In a turnabout from 2016, the National Log Cabin Republicans has endorsed Trump for re-election, asserting he “met his commitments” to LGBT people.
Robert Kabel and Jill Holman — who both are gay and serve as chair and vice chair of Log Cabin, respectively — announced the endorsement Thursday in an op-ed for the Washington Post.
“To be treated equally, fairly and justly under the law is our goal, and we know that ‘Inclusion Wins’ is a mantra we share with the president,” they write. “The Log Cabin Republicans endorse Donald Trump for re-election as president.”
The endorsement is a surprise for numerous reasons. For starters, critics have said the Trump administration is overwhelmingly hostile to LGBT rights.
The long list of grievances includes the transgender military ban, the exclusion of LGBT people from the enforcement of civil rights laws and actions undermining LGBT rights in the name of “religious freedom.”
Just this week, the Department of Labor announced a proposed rule that would undermine President Obama’s 2014 executive order against anti-LGBT workplace discrimination, allowing federal contractors to fire and refuse to hire LGBT employees by citing a religious objection.
Downplaying all that, the Log Cabin op-ed cites the Trump administration’s plan to beat the HIV epidemic by 2030, the global initiative to decriminalize homosexuality and the appointment of Richard Grenell, who’s gay, as U.S. ambassador to Germany.
“This is the party that Trump has helped make possible by moving past the culture wars that dominated the 1990s and early 2000s, in particular by removing gay rights as a wedge issue from the old Republican playbook,” Kabel and Homan write.
In conclusion, the op-ed acknowledges Log Cabin “do[es] not agree with every policy” of the Trump administration, making a reference to the transgender military ban.
“We are committed to letting all qualified Americans serve in the military, and Log Cabin Republicans was a leader in the legal fight to end the ‘Don’t Ask, Don’t Tell’ policy,” the op-ed says. “We oppose the transgender service restriction and will continue to press the administration to reconsider.”
Log Cabin declined in 2016 to endorse Trump. The Republican presidential nominee never met with the LGBT group, which at time was a criterion for its support. (Log Cabin endorsed McCain in 2008 and Romney in 2012 after the candidates met with the organization.)
Charles Moran, a Log Cabin spokesperson, cited a lack of precedent for having an incumbent Republican in a office as a reason for Log Cabin going ahead with the endorsement decision without having met with the candidate.
“We’ve not had a second term Republican president that Log Cabin has had the opportunity to endorse in quite some time,” Moran said. “2004 was the last time and we declined to endorse President Bush for re-election due to the constitutional ban on gay marriage he made a centerpiece of the campaign.

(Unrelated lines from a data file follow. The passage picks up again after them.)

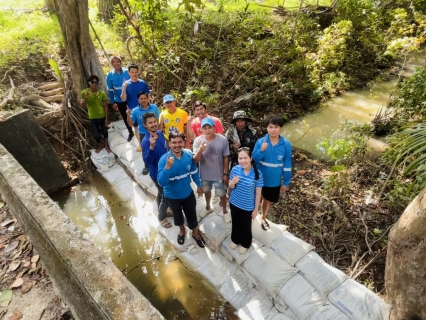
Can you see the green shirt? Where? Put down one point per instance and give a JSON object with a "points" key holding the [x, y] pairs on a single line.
{"points": [[94, 103]]}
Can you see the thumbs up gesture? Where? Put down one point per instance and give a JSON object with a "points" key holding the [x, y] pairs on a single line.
{"points": [[170, 161]]}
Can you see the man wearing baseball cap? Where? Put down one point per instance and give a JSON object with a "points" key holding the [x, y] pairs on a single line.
{"points": [[211, 151], [172, 118]]}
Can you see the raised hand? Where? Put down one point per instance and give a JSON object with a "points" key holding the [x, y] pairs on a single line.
{"points": [[170, 161], [152, 141]]}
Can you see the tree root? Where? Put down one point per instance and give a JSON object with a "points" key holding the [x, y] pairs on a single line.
{"points": [[9, 98]]}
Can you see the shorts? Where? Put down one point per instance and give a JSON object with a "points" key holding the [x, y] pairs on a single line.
{"points": [[219, 187], [272, 194]]}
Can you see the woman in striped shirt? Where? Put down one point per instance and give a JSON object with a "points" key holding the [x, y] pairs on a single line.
{"points": [[246, 184]]}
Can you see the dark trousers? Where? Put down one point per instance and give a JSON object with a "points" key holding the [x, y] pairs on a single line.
{"points": [[122, 107], [161, 202], [98, 126], [188, 205], [241, 226]]}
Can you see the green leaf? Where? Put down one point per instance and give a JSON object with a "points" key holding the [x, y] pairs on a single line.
{"points": [[5, 295]]}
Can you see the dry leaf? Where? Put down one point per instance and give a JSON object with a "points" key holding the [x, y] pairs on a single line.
{"points": [[14, 265], [18, 282], [27, 286], [12, 246], [5, 223]]}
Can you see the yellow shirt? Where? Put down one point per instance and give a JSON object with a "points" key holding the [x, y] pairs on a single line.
{"points": [[173, 121]]}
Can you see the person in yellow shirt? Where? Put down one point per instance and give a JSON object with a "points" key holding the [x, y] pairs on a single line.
{"points": [[172, 118]]}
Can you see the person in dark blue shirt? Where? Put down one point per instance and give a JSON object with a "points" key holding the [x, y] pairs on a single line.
{"points": [[154, 147], [175, 171]]}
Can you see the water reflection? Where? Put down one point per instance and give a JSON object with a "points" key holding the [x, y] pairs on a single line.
{"points": [[122, 231]]}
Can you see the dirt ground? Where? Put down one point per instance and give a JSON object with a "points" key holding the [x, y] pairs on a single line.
{"points": [[26, 291]]}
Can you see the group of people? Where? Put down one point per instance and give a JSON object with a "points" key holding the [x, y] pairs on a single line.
{"points": [[253, 171]]}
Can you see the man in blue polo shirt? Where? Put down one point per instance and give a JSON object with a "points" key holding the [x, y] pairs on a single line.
{"points": [[135, 118], [115, 79], [175, 171], [131, 88], [272, 154], [154, 147]]}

So we really don’t have any president for a re-election to follow. We did meet with senior Trump campaign officials leading up to the endorsement to discuss our issues, and Log Cabin has met with Administration officials on an as-needed basis since he was elected.”
Strangely, the op-ed heavily cites the 2016 Republican National Convention, when Peter Thiel became the first speaker at a Republican National Convention to publicly declare he’s gay and Trump said he’d “protect LGBTQ people.” Kabel and Homan call it a “dream fulfilled.” In 2016, the convention had already taken place when Log Cabin made its endorsement decision, but decided at that time not to endorse Trump.

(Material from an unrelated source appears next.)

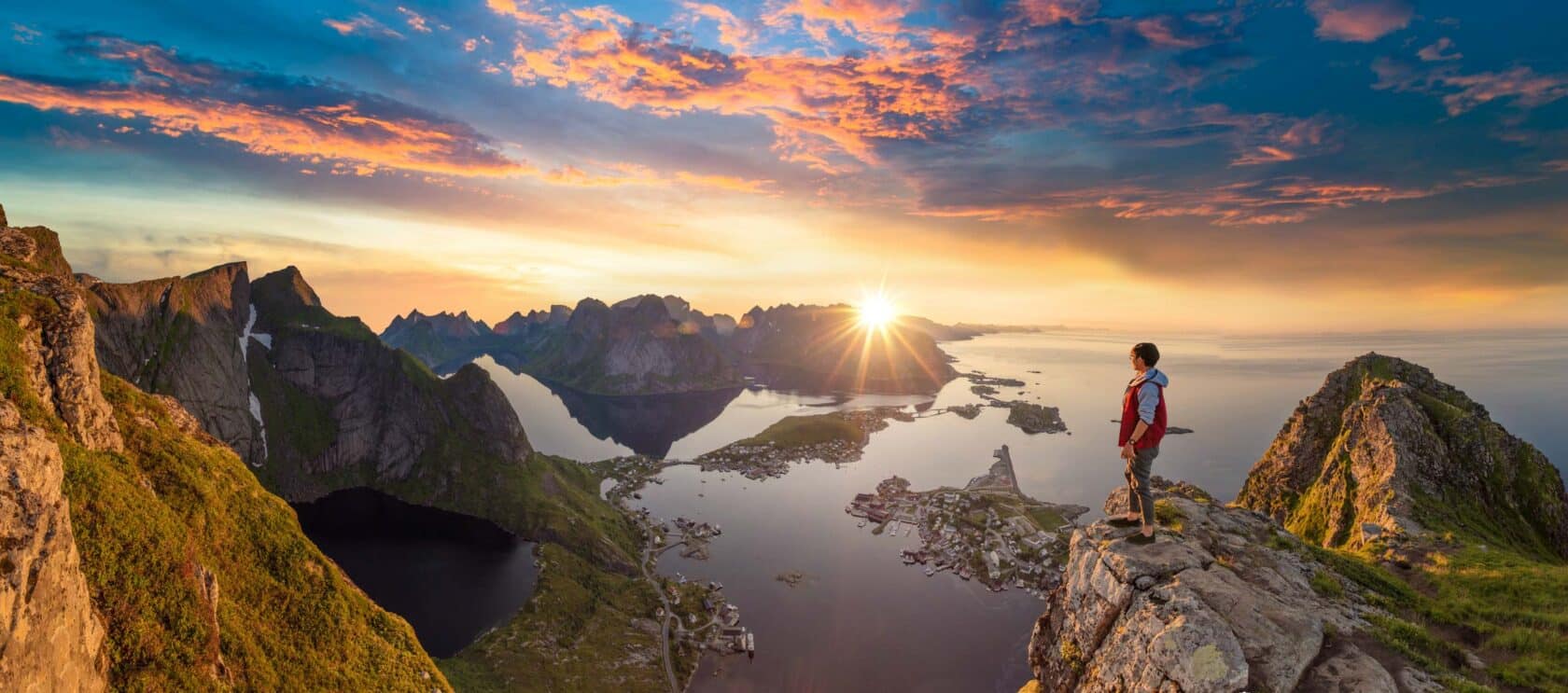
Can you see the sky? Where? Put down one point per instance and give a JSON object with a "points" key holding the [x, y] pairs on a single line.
{"points": [[1321, 165]]}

Absent from the op-ed is the name or signature of Jerri Ann Henry, who serves as executive director of Log Cabin. Moran attributed the absence of her name from the op-ed to the endorsement being a decision of the board, not staff leadership.

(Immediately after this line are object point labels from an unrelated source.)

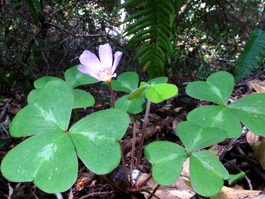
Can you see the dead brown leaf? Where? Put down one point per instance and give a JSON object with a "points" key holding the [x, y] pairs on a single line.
{"points": [[257, 143], [235, 193]]}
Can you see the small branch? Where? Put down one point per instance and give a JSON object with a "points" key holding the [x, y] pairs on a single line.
{"points": [[153, 193]]}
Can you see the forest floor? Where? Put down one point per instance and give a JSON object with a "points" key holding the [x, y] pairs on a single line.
{"points": [[246, 154]]}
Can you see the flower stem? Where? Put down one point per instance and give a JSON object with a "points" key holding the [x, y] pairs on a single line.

“The op-ed was signed by two board members,” Moran said. “Bob and Jill are also members of the RNC. Bob and Jill lead the Board and it was the board that voted to endorse Trump. It makes sense they would be the signatories on the op-ed.”
The announcement also comes as a surprise because Log Cabin usually waits until the Republican National Convention to make a endorsement decision. With the convention in Charlotte, N.C., more than a year away, Log Cabin makes a drastic departure from its usual practice.
Moran said Log Cabin broke its practice to make an endorsement decision at the time “because it makes sense to do so,” citing strong support among its chapters for the decision.
“The campaign and RNC are working hand in hand to build the best ground and digital operation in history, so our endorsement occurs sooner because we can maximize the impact by getting involved early,” Moran said. “We know there is no other viable alternative to challenge President Trump in the primary, and President Trump has earned our endorsement. Our chapters were overwhelmingly supportive of the early endorsement and they want to be involved. It made political and practical sense to do this now.”
Editor’s Note: This article has been updated with responses from Log Cabin Republicans.